Caroline Ballard: Let's start with an issue that's been popping up every session for the last several years — the inland port. Salt Lake City and a top Republican lawmaker came to an agreement they say will finally lead to some stability. What's happening? 

Sonja Hutson: Yeah, Salt Lake City Mayor Erin Mendenhall says this whole issue has really been a can of worms, and the Legislature has made changes to it almost every single year because of that. She actually called this bill the “final closure of the worm can.” Basically, under this legislation, Salt Lake City would lose its voting seat on the board that oversees the port. But in return, the city would get more property tax revenue and more control over how the Inland Port Authority spends that money. Then in addition to that, the port would also have to spend some of that money on making the port more environmentally friendly, which has been a really big issue. And that bill passed the House this week.

CB: But when it comes to anything regarding the inland port, it's always been hard to make everyone happy. What are critics saying? 

SH: Right, and this is certainly no different. We've got some Salt Lake City residents that say this still doesn't do enough to protect the environment and air quality. Then we've also got the town of Magna that's really upset. It's losing a seat on the board as well, but it's not getting any tax revenue like Salt Lake City is.

CB: Well, this week was not short on controversial legislation. So many people showed up to a hearing for an election security bill they had to open about five overflow rooms. What was in that bill that caused so many people to turn out? 

SH: It would have made some really big changes to the state's election system. This legislation did fail in that committee hearing this week, but if it had passed, it would have eliminated the state's vote by mail system. It also would have banned turning in other people's voter registration forms for them. That's something that voter registration drives do sometimes. It also would have required the state to hire an outside firm to conduct audits of every election. The bill's sponsor, Rep. Phil Lyman, R-Blanding said these were basically all security measures.

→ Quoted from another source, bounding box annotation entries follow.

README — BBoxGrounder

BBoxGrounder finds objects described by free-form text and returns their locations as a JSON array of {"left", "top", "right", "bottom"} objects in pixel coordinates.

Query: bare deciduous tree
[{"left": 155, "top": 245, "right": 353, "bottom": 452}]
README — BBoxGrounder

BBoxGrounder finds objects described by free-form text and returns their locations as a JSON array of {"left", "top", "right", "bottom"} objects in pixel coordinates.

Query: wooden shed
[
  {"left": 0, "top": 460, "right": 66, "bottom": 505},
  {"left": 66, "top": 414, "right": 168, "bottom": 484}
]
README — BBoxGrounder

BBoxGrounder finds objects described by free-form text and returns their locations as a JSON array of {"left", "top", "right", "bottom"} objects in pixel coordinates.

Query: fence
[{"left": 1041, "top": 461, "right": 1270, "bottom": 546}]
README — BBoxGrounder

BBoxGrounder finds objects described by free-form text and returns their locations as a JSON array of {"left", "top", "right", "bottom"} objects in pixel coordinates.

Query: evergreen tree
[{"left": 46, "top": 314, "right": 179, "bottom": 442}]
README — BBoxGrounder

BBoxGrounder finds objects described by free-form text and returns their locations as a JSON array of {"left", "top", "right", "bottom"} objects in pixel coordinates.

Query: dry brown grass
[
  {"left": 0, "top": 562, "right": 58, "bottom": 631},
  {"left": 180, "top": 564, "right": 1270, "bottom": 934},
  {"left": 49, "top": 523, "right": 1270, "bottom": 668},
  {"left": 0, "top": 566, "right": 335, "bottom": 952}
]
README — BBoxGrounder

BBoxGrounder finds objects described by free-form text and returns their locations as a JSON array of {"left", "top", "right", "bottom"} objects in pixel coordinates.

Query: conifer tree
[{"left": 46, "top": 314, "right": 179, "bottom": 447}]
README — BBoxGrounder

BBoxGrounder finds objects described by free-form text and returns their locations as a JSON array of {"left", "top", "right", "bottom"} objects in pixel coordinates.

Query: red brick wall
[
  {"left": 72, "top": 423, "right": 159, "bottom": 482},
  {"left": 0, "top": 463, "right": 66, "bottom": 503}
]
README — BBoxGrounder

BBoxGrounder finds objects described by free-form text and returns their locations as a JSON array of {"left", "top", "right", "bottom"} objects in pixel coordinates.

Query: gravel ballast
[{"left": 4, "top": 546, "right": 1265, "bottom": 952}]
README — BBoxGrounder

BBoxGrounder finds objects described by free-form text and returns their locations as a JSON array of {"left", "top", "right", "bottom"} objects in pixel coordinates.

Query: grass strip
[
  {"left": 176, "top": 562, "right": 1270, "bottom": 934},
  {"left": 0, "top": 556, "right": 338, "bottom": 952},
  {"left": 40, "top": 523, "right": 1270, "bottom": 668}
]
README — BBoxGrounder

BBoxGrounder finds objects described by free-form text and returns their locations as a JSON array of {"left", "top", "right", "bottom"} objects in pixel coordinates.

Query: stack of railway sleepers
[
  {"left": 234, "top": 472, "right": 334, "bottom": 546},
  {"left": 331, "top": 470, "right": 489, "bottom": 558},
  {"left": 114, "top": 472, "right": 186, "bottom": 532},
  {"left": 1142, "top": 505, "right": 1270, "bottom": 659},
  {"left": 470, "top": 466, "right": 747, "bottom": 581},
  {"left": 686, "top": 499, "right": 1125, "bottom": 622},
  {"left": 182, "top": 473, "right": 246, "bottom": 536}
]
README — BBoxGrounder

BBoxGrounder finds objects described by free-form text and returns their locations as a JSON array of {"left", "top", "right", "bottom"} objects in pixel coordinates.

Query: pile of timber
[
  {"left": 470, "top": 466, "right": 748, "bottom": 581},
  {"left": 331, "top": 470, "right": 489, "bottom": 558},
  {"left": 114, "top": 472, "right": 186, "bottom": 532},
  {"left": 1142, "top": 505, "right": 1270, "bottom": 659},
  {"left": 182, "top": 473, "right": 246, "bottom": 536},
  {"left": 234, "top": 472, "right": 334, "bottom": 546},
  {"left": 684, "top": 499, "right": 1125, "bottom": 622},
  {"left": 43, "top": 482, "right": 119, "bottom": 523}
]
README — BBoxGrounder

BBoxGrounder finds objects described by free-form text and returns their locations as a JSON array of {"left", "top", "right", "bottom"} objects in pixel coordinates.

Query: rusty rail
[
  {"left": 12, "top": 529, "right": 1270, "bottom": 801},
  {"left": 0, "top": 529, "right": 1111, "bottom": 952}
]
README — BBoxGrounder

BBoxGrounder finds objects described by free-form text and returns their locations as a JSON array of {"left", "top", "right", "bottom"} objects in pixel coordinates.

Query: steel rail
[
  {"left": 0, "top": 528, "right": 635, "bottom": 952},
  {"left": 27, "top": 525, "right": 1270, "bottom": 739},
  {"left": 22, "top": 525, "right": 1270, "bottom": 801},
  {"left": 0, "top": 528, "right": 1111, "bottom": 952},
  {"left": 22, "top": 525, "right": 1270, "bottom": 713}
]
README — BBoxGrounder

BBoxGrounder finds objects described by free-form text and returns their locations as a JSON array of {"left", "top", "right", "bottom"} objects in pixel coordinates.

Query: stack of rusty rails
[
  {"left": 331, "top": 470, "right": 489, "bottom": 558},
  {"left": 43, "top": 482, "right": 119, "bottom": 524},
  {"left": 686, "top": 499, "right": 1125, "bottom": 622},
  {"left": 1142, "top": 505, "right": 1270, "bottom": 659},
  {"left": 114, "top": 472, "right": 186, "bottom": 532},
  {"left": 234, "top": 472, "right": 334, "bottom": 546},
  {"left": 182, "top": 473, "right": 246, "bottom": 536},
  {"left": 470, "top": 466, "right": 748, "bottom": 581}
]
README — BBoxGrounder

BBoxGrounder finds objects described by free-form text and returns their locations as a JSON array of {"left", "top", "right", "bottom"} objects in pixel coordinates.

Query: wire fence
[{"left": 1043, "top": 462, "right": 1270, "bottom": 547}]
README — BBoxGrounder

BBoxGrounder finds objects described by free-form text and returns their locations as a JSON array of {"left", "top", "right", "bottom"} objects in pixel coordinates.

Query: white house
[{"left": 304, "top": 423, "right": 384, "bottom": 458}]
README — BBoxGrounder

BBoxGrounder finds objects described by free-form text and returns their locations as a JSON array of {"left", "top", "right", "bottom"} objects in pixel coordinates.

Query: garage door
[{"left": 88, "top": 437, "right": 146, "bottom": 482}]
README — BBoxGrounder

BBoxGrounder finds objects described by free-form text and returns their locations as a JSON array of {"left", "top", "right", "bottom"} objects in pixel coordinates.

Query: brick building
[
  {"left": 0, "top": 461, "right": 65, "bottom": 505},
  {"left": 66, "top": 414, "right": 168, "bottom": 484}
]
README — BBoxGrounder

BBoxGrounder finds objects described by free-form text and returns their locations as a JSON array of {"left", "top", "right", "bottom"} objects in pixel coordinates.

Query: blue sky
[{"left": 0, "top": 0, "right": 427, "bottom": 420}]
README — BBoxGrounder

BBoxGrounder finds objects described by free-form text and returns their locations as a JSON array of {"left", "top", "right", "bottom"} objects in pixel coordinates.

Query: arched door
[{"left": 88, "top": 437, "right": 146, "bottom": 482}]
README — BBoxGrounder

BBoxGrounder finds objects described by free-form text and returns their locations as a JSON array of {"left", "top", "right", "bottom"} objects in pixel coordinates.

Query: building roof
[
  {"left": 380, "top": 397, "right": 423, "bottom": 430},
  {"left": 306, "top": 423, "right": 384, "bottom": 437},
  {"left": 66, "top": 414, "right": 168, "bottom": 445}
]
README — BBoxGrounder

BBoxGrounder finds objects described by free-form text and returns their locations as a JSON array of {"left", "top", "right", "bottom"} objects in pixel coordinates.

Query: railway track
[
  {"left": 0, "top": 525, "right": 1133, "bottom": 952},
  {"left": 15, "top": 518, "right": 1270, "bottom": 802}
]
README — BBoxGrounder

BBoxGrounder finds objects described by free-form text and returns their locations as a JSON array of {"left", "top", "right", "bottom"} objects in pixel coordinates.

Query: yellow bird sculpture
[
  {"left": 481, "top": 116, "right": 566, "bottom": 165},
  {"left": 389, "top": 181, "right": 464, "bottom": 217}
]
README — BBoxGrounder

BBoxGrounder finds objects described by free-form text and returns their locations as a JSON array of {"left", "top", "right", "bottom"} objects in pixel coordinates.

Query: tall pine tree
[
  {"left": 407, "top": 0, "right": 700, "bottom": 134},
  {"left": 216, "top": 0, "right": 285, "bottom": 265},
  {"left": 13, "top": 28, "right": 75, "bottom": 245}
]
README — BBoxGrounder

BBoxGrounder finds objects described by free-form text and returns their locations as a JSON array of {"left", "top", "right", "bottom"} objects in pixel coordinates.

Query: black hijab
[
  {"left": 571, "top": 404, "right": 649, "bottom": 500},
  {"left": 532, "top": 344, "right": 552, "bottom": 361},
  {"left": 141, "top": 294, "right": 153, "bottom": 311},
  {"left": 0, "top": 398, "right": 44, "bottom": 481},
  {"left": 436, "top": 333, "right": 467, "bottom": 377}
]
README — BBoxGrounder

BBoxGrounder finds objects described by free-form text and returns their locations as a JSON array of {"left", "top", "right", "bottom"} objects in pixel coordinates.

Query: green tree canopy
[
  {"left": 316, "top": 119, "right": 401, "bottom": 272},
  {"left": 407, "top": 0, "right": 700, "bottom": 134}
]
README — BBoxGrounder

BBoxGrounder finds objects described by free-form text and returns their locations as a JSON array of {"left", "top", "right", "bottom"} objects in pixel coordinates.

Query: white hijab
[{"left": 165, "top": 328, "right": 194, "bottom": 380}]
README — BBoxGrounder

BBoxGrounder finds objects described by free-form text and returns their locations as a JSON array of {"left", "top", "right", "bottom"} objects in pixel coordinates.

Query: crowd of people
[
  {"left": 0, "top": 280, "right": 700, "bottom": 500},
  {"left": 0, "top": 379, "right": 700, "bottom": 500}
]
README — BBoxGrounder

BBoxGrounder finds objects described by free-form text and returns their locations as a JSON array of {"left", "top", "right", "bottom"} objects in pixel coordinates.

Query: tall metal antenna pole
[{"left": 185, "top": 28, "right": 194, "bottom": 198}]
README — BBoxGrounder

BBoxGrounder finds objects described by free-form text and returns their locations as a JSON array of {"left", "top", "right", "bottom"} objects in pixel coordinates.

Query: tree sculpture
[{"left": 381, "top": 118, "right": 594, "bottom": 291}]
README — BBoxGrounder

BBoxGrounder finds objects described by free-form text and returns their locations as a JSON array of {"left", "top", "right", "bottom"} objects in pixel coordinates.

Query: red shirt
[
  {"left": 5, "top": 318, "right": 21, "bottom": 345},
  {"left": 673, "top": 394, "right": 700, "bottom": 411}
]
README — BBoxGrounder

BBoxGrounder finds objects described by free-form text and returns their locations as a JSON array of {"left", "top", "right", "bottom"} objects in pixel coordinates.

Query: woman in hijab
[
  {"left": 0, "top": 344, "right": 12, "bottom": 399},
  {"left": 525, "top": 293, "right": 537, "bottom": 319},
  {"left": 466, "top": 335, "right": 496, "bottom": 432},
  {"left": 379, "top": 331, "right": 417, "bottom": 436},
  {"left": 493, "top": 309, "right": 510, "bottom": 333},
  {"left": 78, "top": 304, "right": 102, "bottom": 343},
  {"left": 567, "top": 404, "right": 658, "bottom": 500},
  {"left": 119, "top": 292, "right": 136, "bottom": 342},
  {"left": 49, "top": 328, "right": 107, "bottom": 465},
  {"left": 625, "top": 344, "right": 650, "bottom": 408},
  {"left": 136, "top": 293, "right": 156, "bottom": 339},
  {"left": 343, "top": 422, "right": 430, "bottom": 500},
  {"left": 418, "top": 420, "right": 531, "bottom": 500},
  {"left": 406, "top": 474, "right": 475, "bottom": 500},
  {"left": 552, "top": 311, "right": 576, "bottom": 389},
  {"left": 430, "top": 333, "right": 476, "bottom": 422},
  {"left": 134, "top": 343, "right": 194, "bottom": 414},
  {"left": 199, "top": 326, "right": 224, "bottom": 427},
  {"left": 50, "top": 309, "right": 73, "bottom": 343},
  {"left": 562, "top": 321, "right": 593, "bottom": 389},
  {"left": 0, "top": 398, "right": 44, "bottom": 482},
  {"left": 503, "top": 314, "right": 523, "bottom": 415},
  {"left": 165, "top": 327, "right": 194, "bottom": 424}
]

CB: Well, was Representative Lyman able to provide any evidence that vote by mail is not secure? 

SH: He was not, and that was something that several Republican members of the committee pointed out before they voted down the bill.

CB: Legislative leaders are once again thinking about diverting money from the education fund to pay for other expenses. We haven't seen a bill yet, and it is really late in the session. What are they thinking about doing and is it even going to get done this session? 

SH: I'm kind of surprised to see this issue come back so soon. Here's kind of a quick and dirty back story of this. In 2019, the Legislature passed this huge tax reform law to deal with what it called a “fiscal imbalance.” Basically, Republican leaders said that income tax revenue, which goes into the education fund, was growing really quickly, but sales tax revenue, which goes into the general fund, was slowing down. But that law was so unpopular that they actually ended up repealing it the very next month.

Then in 2020, they passed a package of legislation that allowed the education fund to be spent on a few other things outside of education. Then in return, the education community got some funding guarantees. But now they're saying that actually wasn't enough, and they may need to let that education fund money go toward more things that are currently funded through the general fund. This is a really big change, and on Friday, the House Speaker said they don't think they're going to be able to get it done this session. Like we said earlier, there's only a week left — but they do really want to keep working on this. So keep an eye out for this proposal in the future, it's not going anywhere.

CB: We always like to end these recaps with a bill that's a little more lighthearted. What do you have for us this week, Sonja? 

SH: Well, the House passed a bill that would designate the brine shrimp as the official state crustacean.

CB: I have to say I feel like that seems like a pretty obvious choice if I'm being honest. 

SH: I totally agree. I don't know if there's another crustacean that could give the brine shrimp a run for its money.

Sonja Hutson is a politics and government reporter at KUER.